Management is doing things right; leadership is doing the right things. - Peter F. Drucker
In my opinion, there are multiple uncanny valleys that gasmes can fall into. Graphics is only one of them and the most obvious of them. The other two things that have uncanny valleys are AI and physics.
One of the problems that people are having now is the ability to make characters in the game behave in a realistic fashion. In older games, you had things that behaved in such an artificial manner that it didn't jar our expectations. Now that we're trying to make games more realistic, creating characters that act like humans, we're going to find the ways they fall short of actual humans rather jarring, for the same reason that we find the zombies of modern games disturbing. We're wired to react to people socially. We can deal with artificial things easily enough, but someone that acts like a weird human will push mental buttons that clearly artificial things won't.
Likewise with physics. I think one of the reason a lot of very old games do very well in replayability is that they had totally unrealistic physics. Of course they had totally unrealistic worlds so we weren't jarred by the fact that things did not obey the normal laws of physics. Why did the things in Centipede or an early platformer act the way they did? That's just the way the world worked, and that was that.

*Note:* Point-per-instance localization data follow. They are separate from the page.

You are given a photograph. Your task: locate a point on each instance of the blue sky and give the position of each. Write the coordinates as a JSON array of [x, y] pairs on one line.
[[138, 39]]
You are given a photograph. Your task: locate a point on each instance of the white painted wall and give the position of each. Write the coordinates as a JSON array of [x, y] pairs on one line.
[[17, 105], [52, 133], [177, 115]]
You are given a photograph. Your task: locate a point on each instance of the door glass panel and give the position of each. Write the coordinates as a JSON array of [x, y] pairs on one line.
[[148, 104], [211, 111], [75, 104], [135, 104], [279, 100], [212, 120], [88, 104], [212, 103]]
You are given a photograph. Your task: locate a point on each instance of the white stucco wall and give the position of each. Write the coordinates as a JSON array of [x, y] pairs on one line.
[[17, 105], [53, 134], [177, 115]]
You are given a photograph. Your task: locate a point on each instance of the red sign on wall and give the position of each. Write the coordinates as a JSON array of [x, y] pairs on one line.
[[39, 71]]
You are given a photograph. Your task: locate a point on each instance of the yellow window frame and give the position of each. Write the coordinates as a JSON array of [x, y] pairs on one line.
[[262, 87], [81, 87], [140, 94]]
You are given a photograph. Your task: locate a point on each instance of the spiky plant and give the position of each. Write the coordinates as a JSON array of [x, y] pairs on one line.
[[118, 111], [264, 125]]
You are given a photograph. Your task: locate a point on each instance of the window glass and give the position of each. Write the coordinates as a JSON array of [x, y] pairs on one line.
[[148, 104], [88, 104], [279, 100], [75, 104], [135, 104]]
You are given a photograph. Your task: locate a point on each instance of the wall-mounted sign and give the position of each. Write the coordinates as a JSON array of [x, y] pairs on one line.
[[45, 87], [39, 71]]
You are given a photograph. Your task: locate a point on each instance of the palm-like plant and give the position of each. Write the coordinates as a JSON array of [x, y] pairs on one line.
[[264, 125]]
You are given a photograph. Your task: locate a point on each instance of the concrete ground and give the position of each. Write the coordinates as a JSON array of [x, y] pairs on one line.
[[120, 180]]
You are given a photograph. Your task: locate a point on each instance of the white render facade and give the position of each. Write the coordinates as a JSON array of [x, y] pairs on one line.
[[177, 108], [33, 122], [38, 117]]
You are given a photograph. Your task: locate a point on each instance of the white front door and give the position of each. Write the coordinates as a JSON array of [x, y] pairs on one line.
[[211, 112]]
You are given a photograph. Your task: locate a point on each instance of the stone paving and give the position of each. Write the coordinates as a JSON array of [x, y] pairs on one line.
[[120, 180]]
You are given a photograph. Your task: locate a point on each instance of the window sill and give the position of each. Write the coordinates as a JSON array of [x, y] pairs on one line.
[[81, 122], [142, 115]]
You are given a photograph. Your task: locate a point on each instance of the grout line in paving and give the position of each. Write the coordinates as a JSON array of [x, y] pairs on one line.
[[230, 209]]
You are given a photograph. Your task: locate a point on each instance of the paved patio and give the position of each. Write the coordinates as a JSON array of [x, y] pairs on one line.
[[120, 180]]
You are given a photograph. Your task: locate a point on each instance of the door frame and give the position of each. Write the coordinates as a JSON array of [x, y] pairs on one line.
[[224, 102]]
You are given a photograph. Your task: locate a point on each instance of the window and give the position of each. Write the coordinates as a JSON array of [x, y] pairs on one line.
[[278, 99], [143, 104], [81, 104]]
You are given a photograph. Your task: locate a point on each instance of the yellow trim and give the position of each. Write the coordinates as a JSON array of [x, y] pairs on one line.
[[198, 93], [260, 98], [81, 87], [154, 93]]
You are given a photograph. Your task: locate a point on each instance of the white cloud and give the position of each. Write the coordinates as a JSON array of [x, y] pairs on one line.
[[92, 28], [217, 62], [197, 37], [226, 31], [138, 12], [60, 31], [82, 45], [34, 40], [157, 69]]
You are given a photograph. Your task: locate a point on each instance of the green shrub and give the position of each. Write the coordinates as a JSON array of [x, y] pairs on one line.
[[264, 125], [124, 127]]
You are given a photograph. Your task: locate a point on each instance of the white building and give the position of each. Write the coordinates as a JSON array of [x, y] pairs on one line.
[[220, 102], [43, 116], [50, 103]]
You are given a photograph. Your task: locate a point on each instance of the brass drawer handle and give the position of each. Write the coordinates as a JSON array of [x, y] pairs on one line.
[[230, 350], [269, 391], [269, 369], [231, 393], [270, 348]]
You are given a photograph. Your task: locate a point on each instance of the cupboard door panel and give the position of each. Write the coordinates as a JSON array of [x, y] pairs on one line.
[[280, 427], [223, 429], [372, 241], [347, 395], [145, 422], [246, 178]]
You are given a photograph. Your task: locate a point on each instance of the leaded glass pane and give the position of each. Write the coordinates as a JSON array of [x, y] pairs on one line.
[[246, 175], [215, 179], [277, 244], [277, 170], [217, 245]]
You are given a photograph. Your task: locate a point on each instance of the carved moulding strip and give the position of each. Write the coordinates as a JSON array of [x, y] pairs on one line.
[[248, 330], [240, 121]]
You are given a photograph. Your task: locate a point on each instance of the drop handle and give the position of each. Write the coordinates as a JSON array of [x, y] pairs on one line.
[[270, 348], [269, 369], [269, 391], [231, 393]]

Now we're trying to create games with realistic looking worlds. And people wonder why they can't pick up a rock and break open a window. Or move aside crates blocking a hallway. Games are getting more real, and that means we're sliding into the Uncanny Valley again as our expectations rise up to demand realism and what we are wired to expect.
Eventually things will get better, as we get good at creating synthetic digital actors who can express a range of emotions, and artificial personality programs that process player-NPC interaction and generate appropriate NPC reactions, and we have libraries that automatically model the physics and behavior of realistic objects.
Incidentally, even as the polygon count goes up, I don't expect the artistic cost to go up proportionally. I do expect the artistic tools to get better over time. An artist who wants a forest scene will just tell the computer to create a forest and he'll be able to tweak parameters and make a few manual adjustments over time. Just because an object has a zillion polygons doesn't mean an artist has to specify each one by hand. I do expect the demands on artists to level off.